Inspired by Florida, palm trees and a mysterious yellow crate, Ryan Gillis releases the short film that’s made a big splash on the awards circuit.

Fresh from a high-profile festival tour in early 2015, Palm Rot by Ryan Gillis is a peculiar animated short.

Created as his thesis film at the University of Southern California, Gillis’ eight-minute animation has a strong visual style and a compelling narrative that feels as original as it is immersive.

There’s a real cinematic feel to Palm Rot: inspired by Gillis’ home-state of Florida, it has a particular aesthetic Gillis describes as  “Florida’s hot, trashy beauty”. Gillis says that the inspiration for the story of Palm Rot came from a yellow crate filled with jars, all covered in Japanese lettering he found while cleaning his house (“the jars were used to take flies into space”).

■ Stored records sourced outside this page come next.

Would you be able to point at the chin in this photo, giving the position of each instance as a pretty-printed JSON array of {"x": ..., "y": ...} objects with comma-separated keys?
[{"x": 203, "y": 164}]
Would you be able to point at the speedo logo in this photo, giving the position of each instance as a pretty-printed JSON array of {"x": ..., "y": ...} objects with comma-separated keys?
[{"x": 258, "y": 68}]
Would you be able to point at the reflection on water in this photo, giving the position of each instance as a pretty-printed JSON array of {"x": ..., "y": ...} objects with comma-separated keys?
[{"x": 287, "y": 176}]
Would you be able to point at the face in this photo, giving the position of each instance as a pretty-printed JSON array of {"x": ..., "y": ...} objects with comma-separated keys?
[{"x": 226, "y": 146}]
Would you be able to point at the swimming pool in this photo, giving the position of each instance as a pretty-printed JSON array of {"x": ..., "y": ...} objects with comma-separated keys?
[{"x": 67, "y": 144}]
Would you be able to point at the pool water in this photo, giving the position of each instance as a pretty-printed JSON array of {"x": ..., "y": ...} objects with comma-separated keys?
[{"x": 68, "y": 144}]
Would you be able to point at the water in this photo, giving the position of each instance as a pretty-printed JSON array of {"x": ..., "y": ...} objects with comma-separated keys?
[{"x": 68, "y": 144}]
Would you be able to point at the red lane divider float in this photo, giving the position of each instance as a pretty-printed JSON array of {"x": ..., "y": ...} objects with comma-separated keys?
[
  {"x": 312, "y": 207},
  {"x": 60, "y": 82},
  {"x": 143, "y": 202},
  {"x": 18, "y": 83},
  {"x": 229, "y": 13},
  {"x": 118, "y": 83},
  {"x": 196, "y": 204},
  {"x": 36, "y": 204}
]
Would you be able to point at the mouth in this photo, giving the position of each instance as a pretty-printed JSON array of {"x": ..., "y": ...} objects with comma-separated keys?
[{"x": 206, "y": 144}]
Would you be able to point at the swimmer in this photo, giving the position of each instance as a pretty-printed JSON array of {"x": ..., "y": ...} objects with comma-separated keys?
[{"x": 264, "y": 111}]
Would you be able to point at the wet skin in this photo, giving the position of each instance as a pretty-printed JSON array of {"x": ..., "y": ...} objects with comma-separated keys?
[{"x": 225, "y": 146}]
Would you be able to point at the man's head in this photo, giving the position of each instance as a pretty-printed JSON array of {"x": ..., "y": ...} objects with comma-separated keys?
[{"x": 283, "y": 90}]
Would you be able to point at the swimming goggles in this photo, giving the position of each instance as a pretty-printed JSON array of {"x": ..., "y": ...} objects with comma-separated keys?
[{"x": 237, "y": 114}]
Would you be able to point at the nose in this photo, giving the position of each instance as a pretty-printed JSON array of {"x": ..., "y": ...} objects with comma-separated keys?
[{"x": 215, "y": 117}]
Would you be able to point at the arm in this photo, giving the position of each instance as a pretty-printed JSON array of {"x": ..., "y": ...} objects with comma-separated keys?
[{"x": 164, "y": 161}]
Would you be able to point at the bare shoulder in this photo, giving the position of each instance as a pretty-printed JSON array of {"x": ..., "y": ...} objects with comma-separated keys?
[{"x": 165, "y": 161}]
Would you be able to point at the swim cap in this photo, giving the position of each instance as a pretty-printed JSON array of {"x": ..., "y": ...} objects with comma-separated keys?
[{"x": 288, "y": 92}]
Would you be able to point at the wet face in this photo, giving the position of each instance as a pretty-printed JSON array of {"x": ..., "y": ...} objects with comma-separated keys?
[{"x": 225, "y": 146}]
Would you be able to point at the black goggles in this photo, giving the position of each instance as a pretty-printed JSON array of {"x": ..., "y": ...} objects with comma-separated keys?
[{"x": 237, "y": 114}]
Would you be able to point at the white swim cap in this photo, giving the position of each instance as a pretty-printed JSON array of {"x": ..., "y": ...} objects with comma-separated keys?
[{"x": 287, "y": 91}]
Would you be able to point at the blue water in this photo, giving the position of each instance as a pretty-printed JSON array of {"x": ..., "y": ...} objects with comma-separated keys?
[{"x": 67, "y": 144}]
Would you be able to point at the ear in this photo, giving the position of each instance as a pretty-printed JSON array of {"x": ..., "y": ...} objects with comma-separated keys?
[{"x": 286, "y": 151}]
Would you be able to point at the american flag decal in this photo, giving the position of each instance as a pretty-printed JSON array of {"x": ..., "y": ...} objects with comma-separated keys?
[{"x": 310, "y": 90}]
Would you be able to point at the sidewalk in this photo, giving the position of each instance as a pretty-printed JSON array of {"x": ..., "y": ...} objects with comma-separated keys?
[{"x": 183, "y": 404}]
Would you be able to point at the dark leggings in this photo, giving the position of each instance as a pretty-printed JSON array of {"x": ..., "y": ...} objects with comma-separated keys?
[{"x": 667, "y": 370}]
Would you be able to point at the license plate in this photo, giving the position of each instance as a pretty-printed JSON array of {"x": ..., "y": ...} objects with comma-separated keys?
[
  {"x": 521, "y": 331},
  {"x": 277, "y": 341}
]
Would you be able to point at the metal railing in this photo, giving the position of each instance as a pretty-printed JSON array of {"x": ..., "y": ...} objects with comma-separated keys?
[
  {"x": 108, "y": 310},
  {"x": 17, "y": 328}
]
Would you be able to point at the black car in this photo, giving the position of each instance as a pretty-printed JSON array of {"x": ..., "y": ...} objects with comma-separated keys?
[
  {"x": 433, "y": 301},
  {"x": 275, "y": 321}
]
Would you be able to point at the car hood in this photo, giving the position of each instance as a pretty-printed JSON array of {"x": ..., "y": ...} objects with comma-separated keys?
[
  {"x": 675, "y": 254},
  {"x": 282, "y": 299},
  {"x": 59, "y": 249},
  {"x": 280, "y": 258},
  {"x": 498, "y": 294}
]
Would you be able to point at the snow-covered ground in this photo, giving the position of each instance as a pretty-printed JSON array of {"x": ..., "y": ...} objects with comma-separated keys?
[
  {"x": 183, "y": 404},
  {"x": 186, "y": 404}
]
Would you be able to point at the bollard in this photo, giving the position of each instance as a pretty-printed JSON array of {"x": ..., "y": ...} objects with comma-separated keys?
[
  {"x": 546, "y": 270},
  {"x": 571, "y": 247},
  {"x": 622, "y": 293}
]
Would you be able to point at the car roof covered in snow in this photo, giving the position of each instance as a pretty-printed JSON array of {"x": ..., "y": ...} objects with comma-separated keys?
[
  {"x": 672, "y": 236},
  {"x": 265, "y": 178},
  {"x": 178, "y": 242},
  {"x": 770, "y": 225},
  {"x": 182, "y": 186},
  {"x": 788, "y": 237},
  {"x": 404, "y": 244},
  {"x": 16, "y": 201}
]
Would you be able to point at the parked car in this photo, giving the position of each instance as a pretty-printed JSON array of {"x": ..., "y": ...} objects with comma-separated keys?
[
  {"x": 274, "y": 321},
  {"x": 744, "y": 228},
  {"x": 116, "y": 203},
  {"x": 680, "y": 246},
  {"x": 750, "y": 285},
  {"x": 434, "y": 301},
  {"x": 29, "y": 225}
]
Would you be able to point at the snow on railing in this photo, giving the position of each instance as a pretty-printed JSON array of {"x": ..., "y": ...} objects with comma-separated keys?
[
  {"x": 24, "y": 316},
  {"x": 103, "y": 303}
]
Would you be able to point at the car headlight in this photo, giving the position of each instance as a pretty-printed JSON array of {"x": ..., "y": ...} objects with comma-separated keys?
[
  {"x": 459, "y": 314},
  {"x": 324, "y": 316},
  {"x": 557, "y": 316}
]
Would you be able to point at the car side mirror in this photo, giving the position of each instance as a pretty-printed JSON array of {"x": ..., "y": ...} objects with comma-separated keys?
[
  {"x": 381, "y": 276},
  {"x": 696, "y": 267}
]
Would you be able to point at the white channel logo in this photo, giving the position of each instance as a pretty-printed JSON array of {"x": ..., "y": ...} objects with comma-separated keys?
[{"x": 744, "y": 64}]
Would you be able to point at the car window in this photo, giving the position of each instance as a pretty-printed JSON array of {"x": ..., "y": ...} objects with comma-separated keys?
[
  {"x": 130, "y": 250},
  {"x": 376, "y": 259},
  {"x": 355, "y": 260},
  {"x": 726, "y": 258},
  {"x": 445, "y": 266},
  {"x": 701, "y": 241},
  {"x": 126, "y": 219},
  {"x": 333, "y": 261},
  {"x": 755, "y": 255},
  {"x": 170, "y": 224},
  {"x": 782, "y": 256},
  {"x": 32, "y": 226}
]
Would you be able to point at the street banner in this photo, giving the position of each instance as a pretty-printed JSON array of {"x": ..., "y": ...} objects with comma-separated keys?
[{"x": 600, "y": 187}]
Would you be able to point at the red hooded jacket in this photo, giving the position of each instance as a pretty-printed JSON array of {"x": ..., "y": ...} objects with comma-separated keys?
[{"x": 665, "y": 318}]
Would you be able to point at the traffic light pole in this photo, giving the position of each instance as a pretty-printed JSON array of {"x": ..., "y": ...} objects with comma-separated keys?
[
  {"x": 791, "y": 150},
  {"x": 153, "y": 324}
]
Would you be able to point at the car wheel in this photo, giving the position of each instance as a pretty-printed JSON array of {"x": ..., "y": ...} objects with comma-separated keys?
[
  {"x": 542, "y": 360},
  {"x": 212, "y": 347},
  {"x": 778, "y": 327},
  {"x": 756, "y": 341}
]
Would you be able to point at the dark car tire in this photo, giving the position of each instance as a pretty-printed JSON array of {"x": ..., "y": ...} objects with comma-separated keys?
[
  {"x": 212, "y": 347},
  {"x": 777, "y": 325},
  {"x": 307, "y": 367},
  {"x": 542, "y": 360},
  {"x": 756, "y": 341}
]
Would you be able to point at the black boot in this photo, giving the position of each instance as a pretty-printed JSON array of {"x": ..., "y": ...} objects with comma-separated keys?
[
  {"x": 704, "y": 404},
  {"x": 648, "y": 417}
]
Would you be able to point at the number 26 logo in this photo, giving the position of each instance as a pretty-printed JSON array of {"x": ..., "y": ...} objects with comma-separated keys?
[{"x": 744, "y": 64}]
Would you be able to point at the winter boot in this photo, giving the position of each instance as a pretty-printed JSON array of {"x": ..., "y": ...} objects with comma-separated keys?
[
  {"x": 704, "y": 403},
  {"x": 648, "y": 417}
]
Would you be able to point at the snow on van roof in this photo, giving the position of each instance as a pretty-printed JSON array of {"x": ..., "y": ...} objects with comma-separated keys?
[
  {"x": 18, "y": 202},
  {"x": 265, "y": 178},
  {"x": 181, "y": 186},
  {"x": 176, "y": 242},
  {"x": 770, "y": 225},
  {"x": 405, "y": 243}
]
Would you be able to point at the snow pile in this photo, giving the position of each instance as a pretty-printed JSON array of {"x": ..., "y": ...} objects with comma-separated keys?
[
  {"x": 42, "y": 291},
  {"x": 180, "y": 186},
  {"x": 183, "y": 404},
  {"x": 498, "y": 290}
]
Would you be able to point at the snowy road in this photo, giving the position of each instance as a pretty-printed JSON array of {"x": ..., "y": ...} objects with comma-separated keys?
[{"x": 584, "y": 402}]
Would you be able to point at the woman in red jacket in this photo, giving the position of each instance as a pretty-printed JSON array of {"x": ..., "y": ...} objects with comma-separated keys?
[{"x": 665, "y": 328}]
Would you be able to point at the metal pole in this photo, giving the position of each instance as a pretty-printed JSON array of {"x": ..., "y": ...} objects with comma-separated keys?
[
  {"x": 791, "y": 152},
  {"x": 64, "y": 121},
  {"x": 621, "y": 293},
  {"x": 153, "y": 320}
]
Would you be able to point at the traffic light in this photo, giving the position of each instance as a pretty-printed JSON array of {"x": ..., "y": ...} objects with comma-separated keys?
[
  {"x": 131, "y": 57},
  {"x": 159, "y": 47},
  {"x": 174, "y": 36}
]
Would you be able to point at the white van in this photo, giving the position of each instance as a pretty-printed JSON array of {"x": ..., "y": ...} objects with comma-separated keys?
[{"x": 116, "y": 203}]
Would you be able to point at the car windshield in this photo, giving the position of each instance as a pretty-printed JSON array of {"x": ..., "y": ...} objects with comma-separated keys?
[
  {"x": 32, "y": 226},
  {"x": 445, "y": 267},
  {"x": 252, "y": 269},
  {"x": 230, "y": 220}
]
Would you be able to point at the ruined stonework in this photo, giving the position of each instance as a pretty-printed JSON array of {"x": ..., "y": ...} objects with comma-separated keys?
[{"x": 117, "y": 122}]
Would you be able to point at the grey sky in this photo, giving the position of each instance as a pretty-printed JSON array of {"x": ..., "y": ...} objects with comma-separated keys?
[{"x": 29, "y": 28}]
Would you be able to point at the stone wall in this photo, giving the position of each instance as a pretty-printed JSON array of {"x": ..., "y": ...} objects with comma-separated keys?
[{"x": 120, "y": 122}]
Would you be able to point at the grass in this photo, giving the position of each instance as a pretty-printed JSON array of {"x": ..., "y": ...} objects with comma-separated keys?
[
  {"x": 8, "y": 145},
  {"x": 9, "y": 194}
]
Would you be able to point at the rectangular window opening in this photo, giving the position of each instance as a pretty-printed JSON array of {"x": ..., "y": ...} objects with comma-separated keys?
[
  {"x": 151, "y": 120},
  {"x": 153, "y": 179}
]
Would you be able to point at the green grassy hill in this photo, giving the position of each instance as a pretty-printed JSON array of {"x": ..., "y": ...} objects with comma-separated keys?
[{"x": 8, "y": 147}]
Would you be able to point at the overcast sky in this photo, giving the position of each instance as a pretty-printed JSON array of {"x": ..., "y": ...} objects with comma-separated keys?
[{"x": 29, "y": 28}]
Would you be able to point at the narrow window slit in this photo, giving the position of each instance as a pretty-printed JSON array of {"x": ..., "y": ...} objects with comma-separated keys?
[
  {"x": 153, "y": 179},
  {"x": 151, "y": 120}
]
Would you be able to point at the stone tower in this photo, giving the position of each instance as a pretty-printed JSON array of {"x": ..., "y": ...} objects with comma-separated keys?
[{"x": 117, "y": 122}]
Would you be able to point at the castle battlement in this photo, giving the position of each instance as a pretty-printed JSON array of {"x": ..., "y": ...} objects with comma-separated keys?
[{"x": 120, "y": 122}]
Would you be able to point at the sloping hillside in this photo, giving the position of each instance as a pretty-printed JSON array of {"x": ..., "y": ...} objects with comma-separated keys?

The bayou comes alive in this dark and twisted tale of a crop-duster named Bill who discovers a lone crate that survived a boat wreckage. Curiosity gets the better of him and he pulls the crate onto his airboat, unleashing a strange radioactive insect.

Jagged edges, thin lines, stiff character animations and the antique colouring recall the look and style of action comics.

Gillis is currently storyboarding on a new Disney TV Animation called Pickle and Peanut.